Last month I joined a local bee club and several of the members are very nearly commercial keepers. Well come to find out one of them lives just down the road from me. He is a very nice elderly man and through a good friend of mine he has made an open invitation to visit one of his bee yards!

I am leaning towards building and using the "top bar" hive. I realize this is "not a real hive" in the opinion of some beekeepers, but it is popular with several long time members of the local club and there doesn't seem to be any local animosity towards the top bar guys. One individual is very nearly a commercial honey producer and has switched to top bars for about half of his hives as an experiment. At the last meeting he told the club the top bar hives have performed nearly as well as the traditional hives and are much easier to work with and are far less expensive. You can I plan on bending his ear over the winter months. 

To the OP.... My club members said that companies try to sell beginners far too much equipment.

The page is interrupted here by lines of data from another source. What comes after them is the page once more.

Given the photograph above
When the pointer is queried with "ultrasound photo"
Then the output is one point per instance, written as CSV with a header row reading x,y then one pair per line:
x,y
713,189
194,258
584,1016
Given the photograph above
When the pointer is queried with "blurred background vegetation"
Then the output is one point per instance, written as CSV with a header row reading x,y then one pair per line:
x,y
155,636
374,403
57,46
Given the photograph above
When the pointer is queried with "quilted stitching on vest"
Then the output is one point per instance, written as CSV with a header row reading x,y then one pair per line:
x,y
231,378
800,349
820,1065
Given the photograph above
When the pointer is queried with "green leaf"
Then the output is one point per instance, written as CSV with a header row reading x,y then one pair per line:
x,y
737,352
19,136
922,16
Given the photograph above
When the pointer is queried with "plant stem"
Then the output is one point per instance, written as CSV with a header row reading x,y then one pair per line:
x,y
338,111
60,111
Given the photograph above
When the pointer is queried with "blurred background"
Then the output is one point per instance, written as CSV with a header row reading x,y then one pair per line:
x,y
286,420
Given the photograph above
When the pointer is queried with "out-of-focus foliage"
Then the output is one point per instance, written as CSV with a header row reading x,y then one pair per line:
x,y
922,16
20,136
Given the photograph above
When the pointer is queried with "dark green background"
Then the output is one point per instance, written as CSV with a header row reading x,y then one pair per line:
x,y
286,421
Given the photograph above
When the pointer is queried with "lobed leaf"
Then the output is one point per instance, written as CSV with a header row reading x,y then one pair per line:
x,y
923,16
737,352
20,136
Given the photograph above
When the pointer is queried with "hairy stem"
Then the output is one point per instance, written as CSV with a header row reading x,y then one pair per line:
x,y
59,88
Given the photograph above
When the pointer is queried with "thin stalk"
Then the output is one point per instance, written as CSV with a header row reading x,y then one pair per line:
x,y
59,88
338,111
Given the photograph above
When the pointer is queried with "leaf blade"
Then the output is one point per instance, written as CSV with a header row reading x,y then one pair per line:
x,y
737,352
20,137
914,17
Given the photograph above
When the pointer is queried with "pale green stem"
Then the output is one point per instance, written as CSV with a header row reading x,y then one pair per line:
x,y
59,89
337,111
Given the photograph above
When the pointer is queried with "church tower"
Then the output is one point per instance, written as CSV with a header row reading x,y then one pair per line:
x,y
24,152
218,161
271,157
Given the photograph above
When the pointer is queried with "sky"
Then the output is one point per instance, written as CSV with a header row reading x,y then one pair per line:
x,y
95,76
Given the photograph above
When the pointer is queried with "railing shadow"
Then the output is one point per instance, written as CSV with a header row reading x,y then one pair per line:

I would like extracted honey for my personal use, and am looking at DIY extractor plans. I have fabrications skills and toolage so thats money saved. Several local friends are as interested as i am in this exciting and rewarding activity, so we all will be learning at the same time. The best part is this kindly, elderly gentleman is nearing the end of his career as a local commercial operator and told my buddy he would enjoy sharing his experience and ideas with our little group!!


----------



## BohemianWaxwing (Sep 13, 2014)

I thought I'd throw in one more word for top-bar bee hives. I've got three of them and started with them because I didn't need a lot of equipment to get started (I like doing things simply). I've found they're hardly any trouble at all and I harvest what I feel like harvesting and enjoy watching the bees do their thing. No extractors, piles of frames, tools, etc. You should check out www.backyardhive.com.

I've got a buddy who keeps his bees in Langstroth hives but basically operates them like a "frame bar" hive and no foundation and all cut-comb. Cuts down a lot on the "chores".


----------